On Mar 29, 2016, at 4:08 PM, Quinn The Eskimo! <email@hidden> wrote:
I'm not clear on why you'd want local services resolved to internet routable IPv4 or IPv6 addresses.
In the IPv4 case there's a clear need for this. Keep in mind that our systems don't, in general, generate an IPv4 link-local address unless the interface can't assign an IPv4 address any other way. For Bonjour to guarantee that "local." services only advertised link-local IPv4 addresses, the system would have to /always/ generate an IPv4 link-local address, which is not a good idea.And you can't resolve this by special casing IPv4 private addresses (10/8, 192/16, 172/24) because not every one uses NAT.

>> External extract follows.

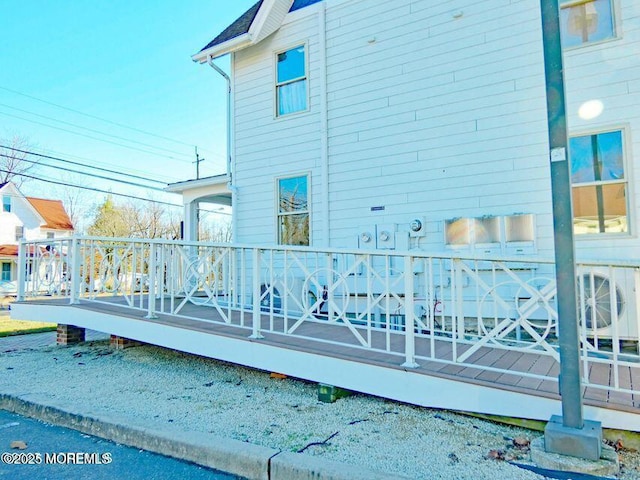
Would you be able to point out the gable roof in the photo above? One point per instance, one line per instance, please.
(53, 213)
(257, 23)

It would, however, be very useful to be able to exclude interfaces from being advertised by Bonjour — or to have Bonjour advertise appropriate addresses on multi-homed machines.
Specifically, I have a small block (/29) of IP addresses from Comcast who also forces me to rent their crappy SMC “business gateway” which can’t do QoS or NAT loopback.
I have 3 logical networks (implemented as VLANs on GigE):
1) WAN (public IP addresses) 2) Private (my office network) 3) Public (guest WiFi, shared printers, etc.)
I have a AirPort extreme generating NAT for the public network and a Time Machine generating NAT for my office network.
My server is multi-homed on all 3.
The problem is that it advertises addresses via Bonjour that may not be reachable from the network it is advertised on — i.e. office address on public WiFi.
Also, because the Comcast gateway doesn’t support NAT loopback, my public (static) server addresses aren’t accessible to anything NAT’ed behind it.
This could all be solved if I could configure Bonjour to only advertise the IP of the interface it’s multicasting on — or if Apple implemented source-aware routing on multi-homed machines.
Cheers,
-Steve
P.S. For anyone with a similar network, a Ubiquiti EdgeRouter-3 Lite is a well-spent $100.